The condition, arrhythmogenic cardiomyopathy (ACM), is typically genetic and responsible for more than 10% of sudden cardiac deaths in children. It occurs when abnormalities in the proteins between heart cells disrupt the heart’s structure and electrical activity, often striking without warning.
Researchers discovered that the same protein abnormalities affecting the heart can also be seen in the lining of the cheeks. Using this insight, doctors developed a two-minute, non-invasive swab to detect early signs of ACM. The results were presented at the European Society of Cardiology congress in Madrid.

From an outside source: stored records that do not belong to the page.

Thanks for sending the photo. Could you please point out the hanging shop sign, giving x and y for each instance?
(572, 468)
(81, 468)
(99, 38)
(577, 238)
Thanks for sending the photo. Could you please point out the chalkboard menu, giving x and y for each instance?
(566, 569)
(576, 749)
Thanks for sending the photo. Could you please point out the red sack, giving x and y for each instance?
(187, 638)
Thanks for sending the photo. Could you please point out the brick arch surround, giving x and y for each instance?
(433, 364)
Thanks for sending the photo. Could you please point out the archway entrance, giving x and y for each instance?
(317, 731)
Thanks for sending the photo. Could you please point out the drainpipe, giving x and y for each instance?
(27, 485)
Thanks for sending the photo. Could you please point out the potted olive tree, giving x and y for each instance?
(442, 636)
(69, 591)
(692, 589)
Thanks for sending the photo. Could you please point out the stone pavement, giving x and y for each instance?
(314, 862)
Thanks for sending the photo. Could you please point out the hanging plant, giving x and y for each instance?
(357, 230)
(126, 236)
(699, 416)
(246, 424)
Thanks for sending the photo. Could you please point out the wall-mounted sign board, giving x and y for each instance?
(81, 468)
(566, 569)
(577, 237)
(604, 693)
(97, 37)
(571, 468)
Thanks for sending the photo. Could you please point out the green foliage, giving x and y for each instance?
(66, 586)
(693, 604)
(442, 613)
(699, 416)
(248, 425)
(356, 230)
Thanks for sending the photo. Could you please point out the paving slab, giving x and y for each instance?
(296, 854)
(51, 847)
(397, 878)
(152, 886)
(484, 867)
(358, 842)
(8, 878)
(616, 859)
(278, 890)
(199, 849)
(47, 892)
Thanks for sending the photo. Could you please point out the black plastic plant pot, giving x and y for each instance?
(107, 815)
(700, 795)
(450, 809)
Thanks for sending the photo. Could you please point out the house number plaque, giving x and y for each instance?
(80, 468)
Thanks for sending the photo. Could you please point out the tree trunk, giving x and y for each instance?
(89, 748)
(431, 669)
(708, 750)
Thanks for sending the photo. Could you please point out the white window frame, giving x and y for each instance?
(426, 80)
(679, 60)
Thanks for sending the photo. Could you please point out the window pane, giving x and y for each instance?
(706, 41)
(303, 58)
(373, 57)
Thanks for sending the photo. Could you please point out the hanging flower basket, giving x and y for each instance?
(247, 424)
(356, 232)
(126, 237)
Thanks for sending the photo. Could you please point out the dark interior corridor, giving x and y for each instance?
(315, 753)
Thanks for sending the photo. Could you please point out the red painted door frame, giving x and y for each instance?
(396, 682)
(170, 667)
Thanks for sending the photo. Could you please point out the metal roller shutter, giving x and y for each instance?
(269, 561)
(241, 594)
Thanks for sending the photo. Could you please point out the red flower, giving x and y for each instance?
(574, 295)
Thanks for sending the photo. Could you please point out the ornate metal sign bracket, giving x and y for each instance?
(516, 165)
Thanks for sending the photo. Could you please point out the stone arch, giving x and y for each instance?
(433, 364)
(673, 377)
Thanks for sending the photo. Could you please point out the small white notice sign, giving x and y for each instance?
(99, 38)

In trials at Great Ormond Street Hospital and St George’s, University of London, 51 children with a known genetic risk of ACM were given cheek swabs every three to six months over seven years. Of the 10 children who later developed ACM, eight showed abnormal protein patterns in their cheek swabs before other tests could detect the disease. In a separate group of 21 children without known risk, five were found to have abnormalities.
Dr. Angeliki Asimaki, who led the research, said: “Our test provides a window into microscopic changes happening in the heart, and it is totally risk-free and non-invasive. This has the potential to provide accurate and timely diagnosis of ACM, which could ultimately save lives.”
Symptoms of ACM can include heart palpitations, fainting, breathlessness, abnormal heart rhythms, and swelling in the legs, stomach, or ankles. Researchers are now developing home test kits so children can perform cheek swabs themselves and send samples for analysis.
Dr. Sonya Babu-Narayan, clinical director at the British Heart Foundation, which funded the research, said: “This kind of simple, pain-free cheek swab test could identify children in the early stages of ACM who need extra care or provide reassurance to at-risk children and their families with normal test results.”
With further validation, this approach could become a vital tool in preventing sudden cardiac deaths in children at risk of ACM.